There was the matter of the corned beef, for a start. I knew damn well that there had been no error over it. I'd bought it myself, a month or two back, from the mini-market. I like some corned beef in a sandwich every now and then, with lettuce and good slather of horseradish. I'd fully assumed that the tin would make its way back to me. And yet, when presented with it, the woman had decided to claim it as her own.

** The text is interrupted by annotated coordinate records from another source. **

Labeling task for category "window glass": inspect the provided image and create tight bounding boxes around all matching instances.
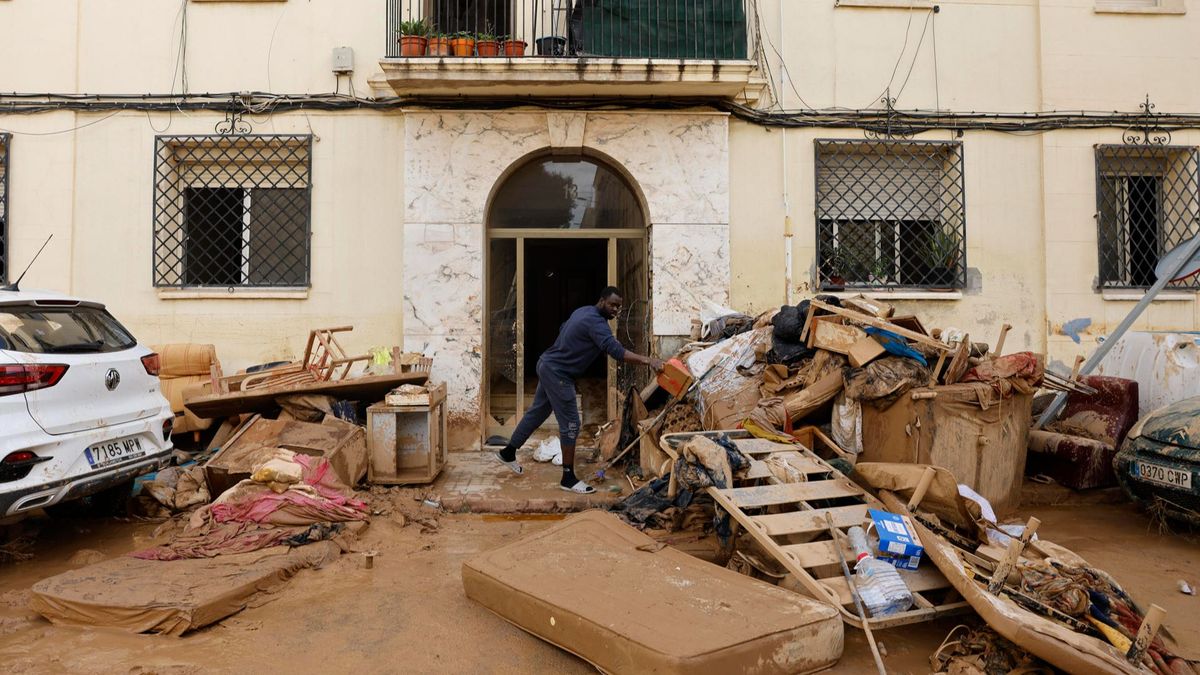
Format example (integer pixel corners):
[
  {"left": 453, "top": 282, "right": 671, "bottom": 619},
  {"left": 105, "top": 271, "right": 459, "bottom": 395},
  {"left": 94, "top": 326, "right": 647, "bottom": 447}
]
[
  {"left": 490, "top": 157, "right": 646, "bottom": 229},
  {"left": 0, "top": 305, "right": 137, "bottom": 354}
]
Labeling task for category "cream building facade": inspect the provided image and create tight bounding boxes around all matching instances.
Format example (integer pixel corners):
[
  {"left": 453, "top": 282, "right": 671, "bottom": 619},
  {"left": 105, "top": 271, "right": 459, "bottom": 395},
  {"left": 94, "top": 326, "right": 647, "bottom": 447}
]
[{"left": 0, "top": 0, "right": 1200, "bottom": 446}]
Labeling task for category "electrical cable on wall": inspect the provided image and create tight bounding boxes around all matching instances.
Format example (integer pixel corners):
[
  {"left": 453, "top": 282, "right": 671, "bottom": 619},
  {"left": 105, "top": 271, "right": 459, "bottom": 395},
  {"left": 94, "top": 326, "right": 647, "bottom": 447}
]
[{"left": 0, "top": 91, "right": 1200, "bottom": 135}]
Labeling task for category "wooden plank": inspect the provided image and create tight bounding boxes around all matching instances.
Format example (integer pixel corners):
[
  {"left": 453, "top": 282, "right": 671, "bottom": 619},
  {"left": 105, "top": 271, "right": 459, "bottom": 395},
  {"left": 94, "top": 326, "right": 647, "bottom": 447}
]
[
  {"left": 818, "top": 561, "right": 950, "bottom": 604},
  {"left": 809, "top": 316, "right": 866, "bottom": 354},
  {"left": 184, "top": 372, "right": 430, "bottom": 418},
  {"left": 721, "top": 480, "right": 864, "bottom": 508},
  {"left": 750, "top": 504, "right": 870, "bottom": 535},
  {"left": 846, "top": 335, "right": 888, "bottom": 368},
  {"left": 809, "top": 300, "right": 954, "bottom": 352},
  {"left": 779, "top": 538, "right": 854, "bottom": 566}
]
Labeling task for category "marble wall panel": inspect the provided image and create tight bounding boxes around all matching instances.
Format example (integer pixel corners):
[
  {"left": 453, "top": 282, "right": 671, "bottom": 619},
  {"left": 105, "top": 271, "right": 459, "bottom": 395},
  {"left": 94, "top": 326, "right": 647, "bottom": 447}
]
[
  {"left": 403, "top": 222, "right": 485, "bottom": 335},
  {"left": 650, "top": 223, "right": 730, "bottom": 335}
]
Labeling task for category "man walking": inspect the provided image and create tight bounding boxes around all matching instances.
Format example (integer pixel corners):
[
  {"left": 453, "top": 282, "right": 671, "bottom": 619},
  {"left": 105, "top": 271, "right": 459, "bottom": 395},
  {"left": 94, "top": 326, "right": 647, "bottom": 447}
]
[{"left": 496, "top": 286, "right": 662, "bottom": 487}]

I found this curious, and even a little exciting. I knew that had Helen been in a similar situation she would have done nothing of the sort, even if the item in question had been totally healthy and certified GM-negative. This other woman had been given the change to scoop up a freebie, however, and had said "Yes please."
Then there was her hair.
It was infuriating that I hadn't been given the chance to get a proper look at her, but in a way, just the hair had been enough. Helen is blonde, you see. Really it's a kind of very light brown, of course, but the diligent attentions of stylists keep it mid-blonde. A trivial difference, but a difference all the same.
Trivial, too, was the geographical distance. The woman lived just three streets away. She paid the same rates, received cheery missives from the same local council, and would use — probably on a more frequent basis than we do — the services of the same takeaway food emporiums. If she went into the centre of London, she'd use the same tube station. If it rained on our back garden, it would be raining on hers. The air I breathed stood at least some chance of making it, a little later, into her lungs.